The unexpected part of stealth camping?  Ticks and slugs.  John had the first tick, no bigger than the period at the end of a sentence.  And then one day during our lunch break I took a look at my legs, and there were at least ten little guys that we had to pluck off with the tweezers from my Swiss Army knife.  Every evening from then on we did a tick inspection on each other before going to bed.  We had a concern about Lyme Disease, but a local pharmacist reassured us, saying it is more common in southern Germany, and that she gets ticks all the time working in her garden.  And the slugs.  Oh my, the slugs.  Big, inky black, and everywhere after a rain, including crawling up the side of our tent.  Harmless, but ugly.
Ughhh!  A slug!

Waiting out a rain event under a tree on Rugen Island.

A morning exploration with my cousins to the old fortified town of Spantekow, dating to at least the 13th century.
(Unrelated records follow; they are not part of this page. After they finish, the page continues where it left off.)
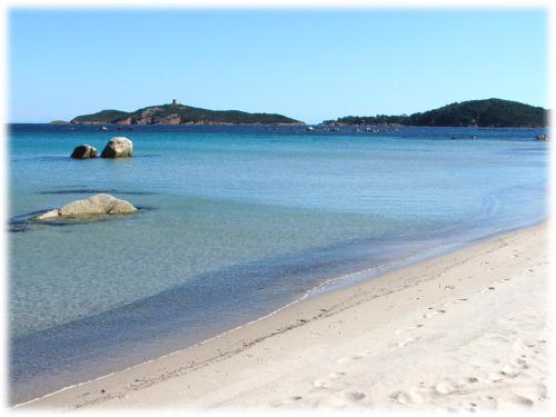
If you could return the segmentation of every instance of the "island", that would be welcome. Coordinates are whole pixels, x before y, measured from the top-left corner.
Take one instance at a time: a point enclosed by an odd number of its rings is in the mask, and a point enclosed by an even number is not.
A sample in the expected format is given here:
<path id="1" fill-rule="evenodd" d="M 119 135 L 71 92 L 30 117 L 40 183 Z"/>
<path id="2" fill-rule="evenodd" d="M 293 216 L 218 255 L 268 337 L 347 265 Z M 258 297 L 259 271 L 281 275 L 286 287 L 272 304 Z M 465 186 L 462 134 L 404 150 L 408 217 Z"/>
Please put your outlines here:
<path id="1" fill-rule="evenodd" d="M 239 110 L 208 110 L 180 105 L 150 106 L 136 111 L 102 110 L 78 116 L 73 125 L 305 125 L 277 113 L 249 113 Z"/>
<path id="2" fill-rule="evenodd" d="M 548 126 L 548 110 L 502 99 L 454 102 L 410 116 L 347 116 L 322 125 L 398 125 L 430 127 L 527 127 Z"/>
My second cousin Offried is a historian and antiques collector.  The live in an old farmhouse built in the late 19th century, and the top floor of one of the barns is his "museum" of artifacts.
One favorite memory of our time in Germany was at the end of the family gathering in the little town of Medow at the home of my second cousin.  It was the last day of August, the last day that we would all be together, late in the afternoon of a beautiful, warm, sunny day.  We piled into cars and drove to the Baltic Sea an hour away.  John and I ducked into the bushes on the way to the beach, and by the time we reached the water’s edge my family had already stripped down and wading into the water.  Buck naked.  It only took us a minute for us to think about it and join them.  I never felt more German than at that moment!
The Baltic Sea

My wonderful family after an afternoon of swimming in the Baltic Sea.